JP3453072B2 - Slot structure of cage induction motor - Google Patents

Description

Detailed Description of the Invention

[0001]

BACKGROUND OF THE INVENTION 1. Field of the Invention The present invention relates to a rotor core element in which a plurality of slots are formed in the circumferential direction, the slots being formed by an upper conductor, a lower conductor, and a slit connecting the upper conductor and the lower conductor. The present invention relates to a slot structure of a squirrel cage induction motor in which a plurality of plates are stacked and an aluminum metal is injected into the slots in this state to integrally cast and form the stacked rotor core element plates.

[0002]

2. Description of the Related Art Conventionally, as a squirrel cage induction motor of this type, there is one shown in FIG.

FIG. 9 is a motor structure diagram showing the inside of a general squirrel cage induction motor M. As shown in FIG.

In this squirrel-cage induction motor M, a stationary stator iron core 2 and a stator coil 3 fixed to the stator frame 1 are arranged in a stator frame 1. Inside the stator core 2, a rotor core 4 that rotates integrally with the rotating shaft 5 is installed.

The rotor core 4 is formed by laminating a plurality of rotor core element plates 8 in the axial direction as shown in FIG. 10 in order to prevent loss due to eddy currents.

Reference numeral 10 shown in FIG. 10 is a plurality of slots formed in the rotor core element plate 8. The slot 10 is composed of an upper conductor 22, a lower conductor 24, and a slit 26 connecting the upper conductor and the lower conductor.

The slots (upper conductor 22, lower conductor 2)
4, by injecting an aluminum-based metal into the narrow gap 26) 10, the rotor core element plates 8 having the plurality of laminated layers are integrally cast-molded to form the rotor core 4, and the cage described in FIG. Form an induction motor.

In general, the rotor (rotating member such as the rotor core 4 and the rotating shaft 5) 20 of the squirrel-cage induction motor having an output of 200 KW or less is stamped from an electromagnetic steel plate having a thickness of about 0.5 mm. It is manufactured by stacking rotor core element plates 8 processed by a die and casting aluminum (not shown) in each slot 10 (through hole formed by continuous slots 10). Further, generally, for 5.5 KW or more, in order to improve the torque characteristics and reduce the starting current, the slot shape into which aluminum is cast is manufactured with a double cage structure.

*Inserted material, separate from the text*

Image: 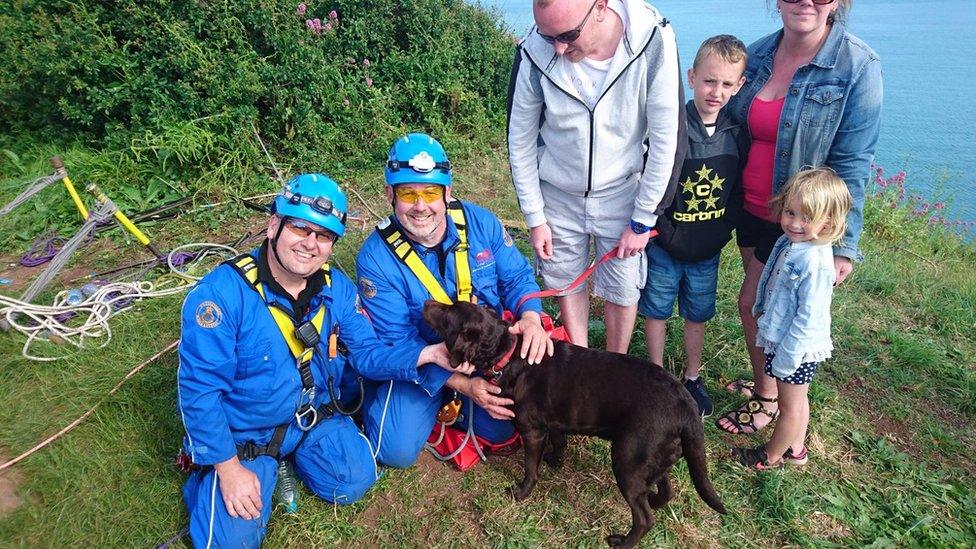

FIG. 8 is a diagram showing the relationship between the speed and the torque of the cage conductor described in the standard electrical equipment course “Induction machine” published by Tokyo Denki University Press.

The squirrel cage induction motor is standardized by demanding optimum torque characteristics for various loads. In order to deal with this, as shown in the figure, the slot 10 of the rotor 20 is
It is common to change the shape of.

FIG. 8 shows that the speed / torque characteristics are variously changed by changing the selection of the cross-sectional areas of the upper conductor 22 and the lower conductor 24 and the ratio of the height D to the width W of the slit 26. (From the author of Tetsuichiro Nakajima et al., "Induction machine" of Tokyo Denki University Press). Note that FIG. 8 also includes slot shapes other than the double cage structure.

In the squirrel-cage induction motor, various slot shapes as illustrated in FIG. 8 are adopted according to the speed-torque characteristic (required characteristic) to be obtained in this way.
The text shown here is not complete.